Prima dell’esame dei motivi, in via pregiudiziale di rito, dev’essere rilevata la violazione del contraddittorio per mancata costituzione del litisconsorzio necessario che nelle società di persone lega soci e società in presenza di accertamento tributario dell’una e, a cascata, degli altri.

Ed infatti come già statuito tempo fa dalle Sezioni Unite di questa Corte (Cass. Sez. U, Sentenza n. 14815 del 04/06/2008), in materia tributaria, l’unitarietà dell’accertamento che è alla base della rettifica delle dichiarazioni dei redditi delle società di persone e delle associazioni di cui al D.P.R. 22 dicembre 1986, n. 917, art. 5 e dei soci delle stesse e la conseguente automatica imputazione dei redditi a ciascun socio, proporzionalmente alla quota di partecipazione agli utili ed indipendentemente dalla percezione degli stessi, comporta che il ricorso tributario proposto, anche avverso un solo avviso di rettifica, da uno dei soci o dalla società riguarda inscindibilmente sia la società che tutti i soci – salvo il caso in cui questi prospettino questioni personali -, sicchè tutti questi soggetti devono essere parte dello stesso procedimento e la controversia non può essere decisa limitatamente ad alcuni soltanto di essi; siffatta controversia, infatti, non ha ad oggetto una singola posizione debitoria del o dei ricorrenti, bensì gli elementi comuni della fattispecie costitutiva dell’obbligazione dedotta nell’atto autoritativo impugnato, con conseguente configurabilità di un caso di litisconsorzio necessario originario.

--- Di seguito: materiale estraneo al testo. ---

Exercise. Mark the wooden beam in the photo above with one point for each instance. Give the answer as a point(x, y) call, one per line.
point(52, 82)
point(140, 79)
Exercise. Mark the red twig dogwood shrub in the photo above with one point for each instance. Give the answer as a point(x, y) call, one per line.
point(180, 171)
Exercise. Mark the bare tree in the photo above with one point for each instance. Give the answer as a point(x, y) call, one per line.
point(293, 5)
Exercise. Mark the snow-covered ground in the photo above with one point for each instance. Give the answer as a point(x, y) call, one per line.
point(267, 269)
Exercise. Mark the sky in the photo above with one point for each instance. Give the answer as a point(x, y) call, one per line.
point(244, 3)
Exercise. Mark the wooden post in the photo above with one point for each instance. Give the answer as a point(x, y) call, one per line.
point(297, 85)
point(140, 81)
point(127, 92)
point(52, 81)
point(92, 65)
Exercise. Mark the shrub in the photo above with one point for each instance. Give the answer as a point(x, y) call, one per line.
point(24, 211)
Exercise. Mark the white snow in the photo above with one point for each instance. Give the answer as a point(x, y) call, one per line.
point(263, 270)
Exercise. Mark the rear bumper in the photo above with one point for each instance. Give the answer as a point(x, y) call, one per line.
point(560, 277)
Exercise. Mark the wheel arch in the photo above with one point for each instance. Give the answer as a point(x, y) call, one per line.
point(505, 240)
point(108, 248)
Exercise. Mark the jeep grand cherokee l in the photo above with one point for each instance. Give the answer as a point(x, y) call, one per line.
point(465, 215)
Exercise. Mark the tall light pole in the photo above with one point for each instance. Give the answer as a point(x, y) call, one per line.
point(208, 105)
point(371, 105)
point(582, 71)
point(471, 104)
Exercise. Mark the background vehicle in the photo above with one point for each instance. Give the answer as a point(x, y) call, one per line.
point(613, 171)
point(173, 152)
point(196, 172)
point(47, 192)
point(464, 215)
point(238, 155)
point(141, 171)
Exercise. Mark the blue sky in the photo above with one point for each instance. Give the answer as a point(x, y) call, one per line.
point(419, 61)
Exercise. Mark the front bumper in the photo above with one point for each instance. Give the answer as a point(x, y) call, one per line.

Conseguentemente, il ricorso proposto anche da uno soltanto dei soggetti interessati impone l’integrazione del contraddittorio ai sensi del D.Lgs. n. 546 del 1992, art. 14 (salva la possibilità di riunione ai sensi del successivo art. 29) ed il giudizio celebrato senza la partecipazione di tutti i litisconsorzi necessari è affetto da nullità assoluta, rilevabile in ogni stato e grado del procedimento, anche di ufficio.

Sul punto ancora recentemente questa Corte ha confermato il proprio orientamento, precisando – quanto specificamente alle vicende processuali dei giudizi di merito come in quello di legittimità che possono comunque sia pur in extremis escludere il contrasto di giudicati – che (Corte Cass. Sez. 5, Sentenza n. 29843 del 13/12/2017) nel processo di cassazione, in presenza di cause decise separatamente nel merito e relative, rispettivamente, alla rettifica del reddito di una società di persone ed alla conseguente automatica imputazione dei redditi stessi a ciascun socio, non va dichiarata la nullità per essere stati i giudizi celebrati senza la partecipazione di tutti i litisconsorti necessari (società e soci) in violazione del principio del contraddittorio, ma va disposta la riunione quando la complessiva fattispecie, oltre che dalla piena consapevolezza di ciascuna parte processuale dell’esistenza e del contenuto dell’atto impositivo notificato alle altre parti e delle difese processuali svolte dalle stesse, sia caratterizzata da: 1) identità oggettiva quanto a causa petendi dei ricorsi; 2) simultanea proposizione degli stessi avverso il sostanzialmente unitario avviso di accertamento costituente il fondamento della rettifica delle dichiarazioni sia della società che di tutti i suoi soci e, quindi, identità di difese; 3) simultanea trattazione degli afferenti processi innanzi ad entrambi i giudici del merito; 4) identità sostanziale delle decisioni adottate da tali giudici.

In conclusione, dev’essere dichiarata la nullità del giudizio, con rinvio al primo giudice. Il carattere pregiudiziale ed assorbente del rilievo preclude l’esame dei motivi.

P.Q.M.

La Corte, decidendo sul ricorso, dichiara la nullità dell’intero giudizio, cassa la sentenza impugnata e rinvia alla Commissione Tributaria provinciale di Latina in diversa composizione cui demanda anche la regolazione delle spese della presente fase del giudizio.

Così deciso in Roma, il 16 novembre 2018.